Audit regulators find themselves in a bit of a quandary. They know the importance of audit, and they know that they ought to get behind auditors and provide them with backbone and support, and encouragement of the scepticism that remains the essential active ingredient. But they also know that they will get no kudos, nor piles of plaudits, for doing so.
Audit is misunderstood and grossly underrated by the general public and, above all, by politicians. If the regulators do anything other than rubbish auditors, they know they are going to be hit by flying flak.
So the world of regulation and governance has an acute dilemma. And if a dilemma can be circular, this is how it works: Regulators pile the pressure on auditors, because that is what the public and politicians want to hear that they are doing. So auditors find their work rubbished because that is how regulators dramatise that pressure.
This in turn empowers CEOs, directors and boards of directors. It gives them more leeway to stand toe to toe – if it ever comes to that – with the auditors, whose power the public rubbishing of their role has taken away. Regulators then test what auditors have achieved and send out press releases saying that audits are not up to scratch and need drastic improvement.
At this point it has all come full circle. And it has provided no service to anyone other than the largely uninterested public and the politicians, both of which groups have had their prejudices confirmed.
The steady drift into process has taken away any encouragement of initiative or moral strength
So how, as this new year unfolds and the world continues to be turned upside down, can this be changed?
Stuck in the mud
The regulators cannot yet be relied upon. Their structures and leadership have been diluted and left to drift, a result of being a long way down the priorities of the politicians at the top of this particular pyramid of command.

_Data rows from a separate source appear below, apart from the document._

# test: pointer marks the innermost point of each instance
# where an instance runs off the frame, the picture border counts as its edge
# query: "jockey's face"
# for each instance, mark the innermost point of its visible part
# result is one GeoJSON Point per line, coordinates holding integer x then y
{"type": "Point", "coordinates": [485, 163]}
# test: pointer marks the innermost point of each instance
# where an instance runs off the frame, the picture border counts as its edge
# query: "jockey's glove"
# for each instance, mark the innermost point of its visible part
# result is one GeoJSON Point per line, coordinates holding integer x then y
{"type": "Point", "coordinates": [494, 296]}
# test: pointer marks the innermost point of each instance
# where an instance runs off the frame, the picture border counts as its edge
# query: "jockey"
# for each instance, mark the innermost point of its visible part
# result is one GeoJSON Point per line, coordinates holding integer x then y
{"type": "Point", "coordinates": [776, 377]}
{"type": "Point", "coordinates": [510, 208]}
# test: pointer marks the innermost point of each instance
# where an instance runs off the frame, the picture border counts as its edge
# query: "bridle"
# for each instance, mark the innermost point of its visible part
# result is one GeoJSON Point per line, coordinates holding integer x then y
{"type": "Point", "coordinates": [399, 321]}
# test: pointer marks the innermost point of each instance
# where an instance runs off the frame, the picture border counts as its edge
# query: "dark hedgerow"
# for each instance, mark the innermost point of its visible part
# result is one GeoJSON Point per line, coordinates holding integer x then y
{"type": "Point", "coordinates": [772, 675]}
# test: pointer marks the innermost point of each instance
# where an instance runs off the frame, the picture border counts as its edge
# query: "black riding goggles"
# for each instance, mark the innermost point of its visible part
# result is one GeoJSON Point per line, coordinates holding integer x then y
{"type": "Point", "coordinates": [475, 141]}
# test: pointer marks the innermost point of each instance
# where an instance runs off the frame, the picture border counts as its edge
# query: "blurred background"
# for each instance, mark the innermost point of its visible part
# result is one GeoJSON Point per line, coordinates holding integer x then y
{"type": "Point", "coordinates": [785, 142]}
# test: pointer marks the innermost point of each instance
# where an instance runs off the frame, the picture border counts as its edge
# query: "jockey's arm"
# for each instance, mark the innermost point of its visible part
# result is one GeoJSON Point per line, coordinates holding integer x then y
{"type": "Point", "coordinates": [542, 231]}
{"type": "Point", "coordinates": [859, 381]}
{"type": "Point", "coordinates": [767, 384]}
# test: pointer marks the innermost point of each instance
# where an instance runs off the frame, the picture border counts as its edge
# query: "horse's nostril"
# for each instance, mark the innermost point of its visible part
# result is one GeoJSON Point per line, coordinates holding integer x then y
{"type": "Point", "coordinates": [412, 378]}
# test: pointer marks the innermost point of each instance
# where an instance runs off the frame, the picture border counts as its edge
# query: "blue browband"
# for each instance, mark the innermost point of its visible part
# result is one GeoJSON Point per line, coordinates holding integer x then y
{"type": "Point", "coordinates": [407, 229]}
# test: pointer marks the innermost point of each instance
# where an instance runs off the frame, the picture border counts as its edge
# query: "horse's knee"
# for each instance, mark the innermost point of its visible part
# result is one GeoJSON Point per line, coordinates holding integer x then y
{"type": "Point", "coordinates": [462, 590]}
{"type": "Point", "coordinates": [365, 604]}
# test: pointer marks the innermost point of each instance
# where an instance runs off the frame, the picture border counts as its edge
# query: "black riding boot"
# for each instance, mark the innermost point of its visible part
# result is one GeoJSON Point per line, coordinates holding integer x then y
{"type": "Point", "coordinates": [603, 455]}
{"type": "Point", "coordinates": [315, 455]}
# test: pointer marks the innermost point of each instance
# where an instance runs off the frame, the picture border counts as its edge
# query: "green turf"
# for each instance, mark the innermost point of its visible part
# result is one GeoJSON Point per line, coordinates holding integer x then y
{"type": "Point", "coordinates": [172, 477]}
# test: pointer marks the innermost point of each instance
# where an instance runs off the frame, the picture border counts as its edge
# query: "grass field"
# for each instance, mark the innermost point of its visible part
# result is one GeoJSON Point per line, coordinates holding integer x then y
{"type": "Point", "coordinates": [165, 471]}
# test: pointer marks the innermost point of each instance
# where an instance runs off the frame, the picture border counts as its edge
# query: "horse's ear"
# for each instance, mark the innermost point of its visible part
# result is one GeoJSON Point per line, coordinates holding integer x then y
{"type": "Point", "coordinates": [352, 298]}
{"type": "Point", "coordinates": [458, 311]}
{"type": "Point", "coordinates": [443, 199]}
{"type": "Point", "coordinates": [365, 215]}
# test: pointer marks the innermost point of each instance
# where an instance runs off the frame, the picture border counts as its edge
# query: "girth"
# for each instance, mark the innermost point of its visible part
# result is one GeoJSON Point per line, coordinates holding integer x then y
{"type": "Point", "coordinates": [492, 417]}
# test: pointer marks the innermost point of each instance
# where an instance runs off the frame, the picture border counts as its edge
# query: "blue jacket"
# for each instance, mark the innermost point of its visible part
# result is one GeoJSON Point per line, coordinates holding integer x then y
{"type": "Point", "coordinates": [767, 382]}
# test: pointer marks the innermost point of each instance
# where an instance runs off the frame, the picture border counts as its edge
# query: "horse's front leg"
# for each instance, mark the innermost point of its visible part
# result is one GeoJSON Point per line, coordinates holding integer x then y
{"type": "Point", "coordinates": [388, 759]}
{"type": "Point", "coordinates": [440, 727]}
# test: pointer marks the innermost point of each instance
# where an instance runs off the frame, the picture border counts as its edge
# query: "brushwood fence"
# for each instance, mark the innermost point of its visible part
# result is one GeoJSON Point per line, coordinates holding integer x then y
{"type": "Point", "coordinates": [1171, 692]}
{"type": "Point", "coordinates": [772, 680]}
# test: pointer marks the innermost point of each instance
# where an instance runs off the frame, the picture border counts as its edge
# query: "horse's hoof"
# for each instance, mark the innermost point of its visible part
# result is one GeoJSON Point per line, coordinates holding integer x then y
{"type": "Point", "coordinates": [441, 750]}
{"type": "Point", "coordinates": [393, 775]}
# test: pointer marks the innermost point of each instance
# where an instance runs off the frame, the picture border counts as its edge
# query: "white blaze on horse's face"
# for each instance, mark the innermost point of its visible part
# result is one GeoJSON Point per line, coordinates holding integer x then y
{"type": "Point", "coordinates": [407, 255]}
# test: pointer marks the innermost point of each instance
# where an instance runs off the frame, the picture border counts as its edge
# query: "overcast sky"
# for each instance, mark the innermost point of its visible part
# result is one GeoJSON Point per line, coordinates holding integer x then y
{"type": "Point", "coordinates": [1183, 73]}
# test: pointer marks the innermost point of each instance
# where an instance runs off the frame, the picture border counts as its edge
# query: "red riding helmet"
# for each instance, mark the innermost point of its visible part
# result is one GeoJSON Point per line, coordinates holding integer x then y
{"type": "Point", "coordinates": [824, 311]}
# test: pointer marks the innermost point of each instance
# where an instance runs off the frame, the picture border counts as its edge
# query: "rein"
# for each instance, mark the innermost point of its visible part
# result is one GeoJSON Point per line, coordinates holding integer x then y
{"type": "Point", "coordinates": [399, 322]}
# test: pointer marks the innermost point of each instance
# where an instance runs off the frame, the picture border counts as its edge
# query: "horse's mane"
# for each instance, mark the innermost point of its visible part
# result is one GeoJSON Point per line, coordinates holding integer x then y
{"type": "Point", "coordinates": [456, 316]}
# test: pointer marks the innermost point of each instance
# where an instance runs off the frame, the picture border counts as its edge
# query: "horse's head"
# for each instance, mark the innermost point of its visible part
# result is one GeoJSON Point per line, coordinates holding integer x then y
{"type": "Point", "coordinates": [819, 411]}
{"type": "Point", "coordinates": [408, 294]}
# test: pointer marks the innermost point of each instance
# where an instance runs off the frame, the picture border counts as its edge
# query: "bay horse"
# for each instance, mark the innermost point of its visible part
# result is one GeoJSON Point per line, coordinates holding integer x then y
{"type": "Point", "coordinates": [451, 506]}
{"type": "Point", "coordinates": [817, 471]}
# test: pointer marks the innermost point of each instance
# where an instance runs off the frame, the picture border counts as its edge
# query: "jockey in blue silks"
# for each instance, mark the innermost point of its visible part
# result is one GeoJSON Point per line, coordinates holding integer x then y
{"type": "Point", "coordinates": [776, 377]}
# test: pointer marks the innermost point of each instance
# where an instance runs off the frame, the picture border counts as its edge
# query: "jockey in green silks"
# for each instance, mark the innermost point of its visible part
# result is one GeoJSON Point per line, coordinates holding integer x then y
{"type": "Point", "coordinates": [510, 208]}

The corporate world is unlikely to help. It would be in their long-term interests to do so but traditionally investors, while professing loyalty to the importance of the long term, have gone for the more instant attraction of the short term. And change is unlikely to come from within the audit world itself, much as auditors might encourage it.
The auditors’ problem is the culture in which they are trapped. Over the years they have had to take their cue from the regulators. And the big audit firms have their own dilemma.
Regulators work off the back of process. What they inspect and want to see is that the auditors have followed the right paths, so much of audit becomes a route to that acceptance. When the regulators come to call, they need to be able to pull up the right bit of evidence that shows that the auditors have indeed followed the generally accepted procedures.
Among other confusions, this has meant that auditors now have two masters, both of which are in conflict with each other. The auditors are answerable to shareholders, and these days to the wider world of stakeholders, but they have gradually become answerable to the regulators.
The first, in theory, want to ensure that the directors in command of a company are not doing the equivalent of making off with the cash. The second want to see that boxes are being ticked. Neither of these encourage proper rigorous, sceptical audit behaviour. Auditors ought to instil fear into boards of directors and provide assurance to regulators. The current system ensures that they do neither. The steady drift into process has taken away any encouragement of initiative or moral strength.
Rotten structure
I bumped into the retired senior partner of one of the audit firms the other day. He still chairs a variety of companies, and he was coruscating in his opinion of audit firms. Now that he stands in his shoes as a company chairman, he sees the auditors as providing little that is of use to him.
The whole circular merry-go-round of shifting blame from one to the other needs to stop
The collapse of Carillion, the effects of which still reverberate through the sector, showed the whole rotten structure. An outsourcing services provider buoyed along in a bubble fed by more and more government contracts inevitably ran into enormous pressure for it to survive, against all common sense.
No one comes out of it well – directors, auditors, politicians or regulators. Somehow the whole interconnected sector needs to have its structure and purpose reset. The whole circular merry-go-round of shifting blame from one to the other needs to stop.
The culture that encourages the rot needs to be changed. And that is what needs to come out of the aftermath of the pandemic. A system where everyone is reliant on each other for their behaviour simply reinforces failure.
But it is the audit profession that should have the answers. Auditors, in theory, are the only truly independent part left in this mess, and it is down to them to stand firm and to start to enforce change. Everyone else is beholden to someone else. And it is also in the auditors’ own interest, too. Reminding everyone that they are the only independent guardians in the game will do them no harm.